Weis grew up knowing Tennessee Williams. What did she learn from his writing?
“Tennessee was an exceedingly kind man,” she says, “and always good to me. I didn’t know who he was at the time because I was a small child, but we would sit and talk about lots of things including his writing. What I learned most from him stuck with me: it was about writing characters. He told me that his best characters were a blend of the people he knew with parts added to give them flare. He loved creating memorable characters and always told me it was the people in the story that mattered. He told me to pull from every part of life to build a character to make them real.
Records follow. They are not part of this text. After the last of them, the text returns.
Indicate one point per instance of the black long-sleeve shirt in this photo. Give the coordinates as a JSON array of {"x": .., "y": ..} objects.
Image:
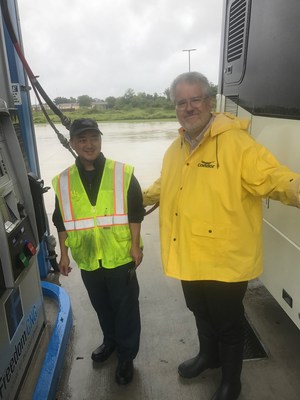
[{"x": 91, "y": 181}]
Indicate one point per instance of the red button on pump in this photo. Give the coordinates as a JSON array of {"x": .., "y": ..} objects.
[{"x": 30, "y": 247}]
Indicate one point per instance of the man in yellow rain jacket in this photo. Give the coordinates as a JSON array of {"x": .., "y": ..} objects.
[
  {"x": 98, "y": 215},
  {"x": 212, "y": 180}
]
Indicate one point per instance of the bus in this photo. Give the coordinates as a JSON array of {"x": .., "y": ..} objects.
[{"x": 259, "y": 80}]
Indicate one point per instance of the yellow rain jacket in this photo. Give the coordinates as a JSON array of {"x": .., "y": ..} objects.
[{"x": 210, "y": 203}]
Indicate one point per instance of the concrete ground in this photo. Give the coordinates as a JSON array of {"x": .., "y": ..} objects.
[{"x": 169, "y": 337}]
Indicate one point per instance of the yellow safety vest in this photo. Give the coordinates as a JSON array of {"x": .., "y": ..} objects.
[{"x": 99, "y": 232}]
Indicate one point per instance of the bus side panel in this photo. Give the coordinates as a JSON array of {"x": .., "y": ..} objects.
[{"x": 260, "y": 81}]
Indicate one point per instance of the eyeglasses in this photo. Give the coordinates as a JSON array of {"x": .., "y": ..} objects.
[{"x": 193, "y": 101}]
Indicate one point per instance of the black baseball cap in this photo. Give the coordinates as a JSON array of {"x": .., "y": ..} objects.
[{"x": 83, "y": 124}]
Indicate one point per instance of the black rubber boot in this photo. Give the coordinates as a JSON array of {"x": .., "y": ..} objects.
[
  {"x": 208, "y": 357},
  {"x": 231, "y": 361}
]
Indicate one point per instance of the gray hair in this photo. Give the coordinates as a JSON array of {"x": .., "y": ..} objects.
[{"x": 190, "y": 77}]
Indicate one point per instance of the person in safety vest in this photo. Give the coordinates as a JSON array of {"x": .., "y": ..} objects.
[
  {"x": 98, "y": 215},
  {"x": 212, "y": 180}
]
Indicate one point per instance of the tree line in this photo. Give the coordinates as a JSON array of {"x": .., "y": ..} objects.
[{"x": 129, "y": 100}]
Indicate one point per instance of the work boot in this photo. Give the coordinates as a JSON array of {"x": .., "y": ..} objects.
[
  {"x": 208, "y": 357},
  {"x": 231, "y": 361}
]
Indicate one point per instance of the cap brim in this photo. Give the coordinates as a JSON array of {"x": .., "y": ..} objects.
[{"x": 78, "y": 131}]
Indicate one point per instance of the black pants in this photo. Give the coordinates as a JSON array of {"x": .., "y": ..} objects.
[
  {"x": 218, "y": 309},
  {"x": 114, "y": 295}
]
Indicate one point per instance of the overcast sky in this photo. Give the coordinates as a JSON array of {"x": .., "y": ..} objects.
[{"x": 102, "y": 48}]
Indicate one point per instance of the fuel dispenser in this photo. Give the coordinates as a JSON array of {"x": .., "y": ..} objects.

If they are real to you, then the reader will become lost in them.”
Finally, I asked if she could put together her dream panel for ThrillerFest, who would be on the panel, why, and what would the topic be?
“I would love to see an all-women thriller panel,” she says. “With Heather Graham, Lisa Jackson, Sandra Brown, Iris Johansen, and Erica Spindler, who have all written books set in New Orleans,” she says. “The topic would be what you asked above. What they believe makes New Orleans so different, and why they wrote about the city. What they love about it and what they found the most challenging aspect to recreate in their stories.”
Laissez les bons livres rouler. Let the good books roll.
Alexandrea Weis, RN-CS, PhD, is a multi-award-winning author, screenwriter, advanced practice registered nurse, and historian who was born and raised in the French Quarter of New Orleans. Having grown up in the motion picture industry as the daughter of a director, she learned to tell stories from a different perspective. Infusing the rich tapestry of her hometown into her novels, she believes that creating vivid characters makes a story moving and memorable.
A member of the Horror Writers Association and International Thriller Writers Association, Weis writes supernatural, horror, mystery, and thrillers. She lives with her husband and pets in New Orleans, where she is a permitted/certified wildlife rehabber with the Louisiana Wildlife and Fisheries and rescues orphaned and injured animals.